Guarda Municipal intensifica combate a cerol e linha chilena em Várzea Grande

Força-tarefa foca na orientação sobre o uso seguro de pipas; caso de criança de 9 anos atingida no pescoço por linha cortante reforça urgência das ações de fiscalização

A tradição de soltar pipa durante o período de ventos fortes ganhou um reforço na fiscalização de segurança urbana. A Guarda Municipal de Várzea Grande mantém ativa a Operação Céu Azul, uma iniciativa estratégica que visa orientar os moradores e combater de forma rigorosa o uso de linhas cortantes, como o cerol e a linha chilena.

Além das patrulhas de fiscalização, os agentes realizam um trabalho educativo focado nas legislações vigentes que proíbem terminantemente o comércio e o uso desses materiais.

A recomendação expressa da corporação é que a brincadeira — praticada por crianças, adolescentes e adultos — ocorra exclusivamente em espaços abertos e descampados, totalmente distantes da rede de energia elétrica, utilizando apenas linhas convencionais de algodão, sem qualquer tipo de substância cortante.

Brincadeira com responsabilidade

Segundo o comandante da Guarda Municipal, inspetor Juliano Lemos, o intuito da operação não é extinguir a prática cultural, mas sim erradicar as condutas de risco que colocam a sociedade em perigo.

“A Operação Céu Azul e as demais ações da Guarda Municipal não têm o objetivo de proibir que crianças e adultos soltem pipa, mas sim de garantir que essa diversão aconteça com segurança. Estamos orientando a população para que não utilize materiais cortantes, prevenindo acidentes e preservando vidas”, pontuou o comandante.

Lemos alertou ainda que a utilização de misturas como vidro moído (cerol) ou ligas plásticas altamente cortantes (linha chilena) configura uma infração grave, sendo vedada por leis nas esferas federal, estadual e municipal. O oficial reforçou que muitas pessoas ainda tratam o assunto com negligência, sem perceber o potencial letal da conduta.

🛑 Alerta real: Linha atinge pescoço de ciclista de 9 anos

A letalidade e o perigo invisível dessas linhas deixaram de ser apenas uma estatística e ganharam rosto no município. Recentemente, o menino Davi Almeida Franco, de apenas 9 anos, sofreu um grave acidente enquanto andava de bicicleta.
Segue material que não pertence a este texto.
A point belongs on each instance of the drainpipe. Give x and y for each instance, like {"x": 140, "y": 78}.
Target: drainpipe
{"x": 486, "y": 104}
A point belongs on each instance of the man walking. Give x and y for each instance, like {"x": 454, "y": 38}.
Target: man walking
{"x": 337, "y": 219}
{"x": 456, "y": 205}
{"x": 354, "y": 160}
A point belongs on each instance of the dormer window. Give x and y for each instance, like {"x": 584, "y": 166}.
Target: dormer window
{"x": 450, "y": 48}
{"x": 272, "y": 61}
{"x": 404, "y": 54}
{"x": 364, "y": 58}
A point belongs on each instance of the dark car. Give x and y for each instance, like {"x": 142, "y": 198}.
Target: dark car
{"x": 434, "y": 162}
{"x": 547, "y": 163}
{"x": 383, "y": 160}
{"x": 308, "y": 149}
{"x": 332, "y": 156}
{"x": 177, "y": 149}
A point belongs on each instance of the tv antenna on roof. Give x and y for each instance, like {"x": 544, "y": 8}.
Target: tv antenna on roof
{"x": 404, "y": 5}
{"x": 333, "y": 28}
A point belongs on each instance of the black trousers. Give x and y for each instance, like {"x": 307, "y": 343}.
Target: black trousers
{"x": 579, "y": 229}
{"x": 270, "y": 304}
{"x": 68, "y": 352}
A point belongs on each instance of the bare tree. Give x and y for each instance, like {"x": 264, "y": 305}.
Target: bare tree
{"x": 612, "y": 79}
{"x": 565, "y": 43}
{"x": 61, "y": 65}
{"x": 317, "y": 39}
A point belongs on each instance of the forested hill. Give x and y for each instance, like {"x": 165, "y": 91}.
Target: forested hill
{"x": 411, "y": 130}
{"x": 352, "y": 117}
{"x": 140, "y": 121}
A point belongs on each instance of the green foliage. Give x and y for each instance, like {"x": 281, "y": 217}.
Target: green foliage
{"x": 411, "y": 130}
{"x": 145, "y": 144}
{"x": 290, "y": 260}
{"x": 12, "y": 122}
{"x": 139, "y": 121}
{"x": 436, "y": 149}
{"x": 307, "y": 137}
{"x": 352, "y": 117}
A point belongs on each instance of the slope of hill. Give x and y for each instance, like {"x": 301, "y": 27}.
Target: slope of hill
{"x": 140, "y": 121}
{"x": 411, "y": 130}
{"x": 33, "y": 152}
Ele foi atingido diretamente na região do pescoço por uma linha com cerol.

Davi é filho de Ângela Maria, servidora pública do Departamento de Água e Esgoto de Várzea Grande (DAE/VG). O episódio, que gerou forte comoção interna, passou a ser utilizado pelas equipes de abordagem social como um exemplo real e urgente da necessidade de os pais monitorarem as atividades dos filhos e de a população denunciar os pontos de venda de linhas cortantes.

A Guarda Municipal informou que manterá o cronograma de vistorias em praças e bairros residenciais por tempo indeterminado, contando com o apoio de denúncias anônimas da comunidade para reprimir a comercialização dos materiais proibidos.